A new analysis has found that two-thirds of the falls examined by the group at Ben-Gurion University of the Negev were found to be intentional. And it happens a lot.
It happens so much because there is insufficient punishment for deception and teams are not doing the math. A cost/benefit analysis of "flopping" finds that 90 percent of the time no penalty is awarded, so as a strategy it is pointless.
The paper in the Journal of Economic Behavior and Organization determined that game referees repeatedly failed to penalize flopping players, even in the most flagrant cases of deception. "In fact, no warnings or technical fouls were recorded during the whole season that was analyzed," explains Elia Morgulev, Ph.D. candidate at BGU's Guilford Glazer Faculty of Business and Management.
Videotapes of actual decisions by referees in offensive foul situations from 501 plays during Israeli Super League games were shown to several professional basketball coaches and referees engaged as experts. "The experts could use slow motion and multiple viewings to make the call, so we compared their more accurate decisions to the game referee calls," Morgulev explains.
Referees were found to have almost always ignored situations in which the defender stayed on his feet after the attacking player bumped him, with only three percent of the 251 "standing incidents" called fouls by the referee. On the other hand, the experts, with more time to review options, judged that 23.1 percent of these cases justified an offensive foul call.
"The defender improves his chances of drawing an offensive foul to some extent by falling intentionally vs. standing," Morgulev explains. "However professional players and coaches should be expected to make a broader assessment of their decisions and refrain form myopic thinking that flops are the right course of action."
With the 2014 NBA season starting next week, Morgulev believes that flopping should receive a more significant fine or punishment. Even without harsher penalties, from a team perspective, it might be still doing more harm than good.

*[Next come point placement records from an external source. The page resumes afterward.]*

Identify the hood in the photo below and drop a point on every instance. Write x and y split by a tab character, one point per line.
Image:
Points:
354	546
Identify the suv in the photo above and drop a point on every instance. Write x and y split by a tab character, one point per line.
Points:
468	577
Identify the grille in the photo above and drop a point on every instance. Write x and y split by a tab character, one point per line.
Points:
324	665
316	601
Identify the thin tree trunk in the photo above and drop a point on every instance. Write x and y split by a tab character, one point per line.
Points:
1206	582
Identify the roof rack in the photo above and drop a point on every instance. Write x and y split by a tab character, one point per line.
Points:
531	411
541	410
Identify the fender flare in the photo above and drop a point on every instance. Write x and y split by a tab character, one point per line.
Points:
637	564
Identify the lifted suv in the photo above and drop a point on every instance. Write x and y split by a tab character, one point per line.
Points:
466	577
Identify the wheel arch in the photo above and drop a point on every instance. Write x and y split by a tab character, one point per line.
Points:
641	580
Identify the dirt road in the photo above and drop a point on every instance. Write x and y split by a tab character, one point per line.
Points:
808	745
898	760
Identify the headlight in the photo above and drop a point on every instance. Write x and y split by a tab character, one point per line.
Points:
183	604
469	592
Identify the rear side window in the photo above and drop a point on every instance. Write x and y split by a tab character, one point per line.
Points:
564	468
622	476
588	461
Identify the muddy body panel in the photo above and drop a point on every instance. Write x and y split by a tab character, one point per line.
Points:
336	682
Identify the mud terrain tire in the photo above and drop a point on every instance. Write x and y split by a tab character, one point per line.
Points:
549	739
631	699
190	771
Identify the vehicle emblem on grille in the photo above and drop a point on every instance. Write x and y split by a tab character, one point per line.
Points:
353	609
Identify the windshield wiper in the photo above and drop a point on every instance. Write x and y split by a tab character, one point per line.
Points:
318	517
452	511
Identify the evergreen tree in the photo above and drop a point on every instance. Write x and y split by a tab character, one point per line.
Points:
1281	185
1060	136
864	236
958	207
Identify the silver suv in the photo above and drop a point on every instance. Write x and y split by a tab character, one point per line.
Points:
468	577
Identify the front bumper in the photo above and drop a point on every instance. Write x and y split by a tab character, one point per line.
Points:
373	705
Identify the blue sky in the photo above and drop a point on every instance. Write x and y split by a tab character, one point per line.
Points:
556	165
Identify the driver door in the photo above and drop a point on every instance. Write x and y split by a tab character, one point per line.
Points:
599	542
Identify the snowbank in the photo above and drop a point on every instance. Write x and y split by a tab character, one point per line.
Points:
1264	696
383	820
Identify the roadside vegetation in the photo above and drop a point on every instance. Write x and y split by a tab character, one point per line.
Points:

"Overall, the player is barely able to mislead the official and draw the offensive foul with a flop successfully in less than 10 percent of the time," Morgulev states. "So in the other 90 percent, the flopping player is simply left lying on the ground, leaving his team with four active defenders instead of five while the game goes on. Our methodical analyses of game outcomes in those cases reveal that flopping does more harm than good from the defending team perspective."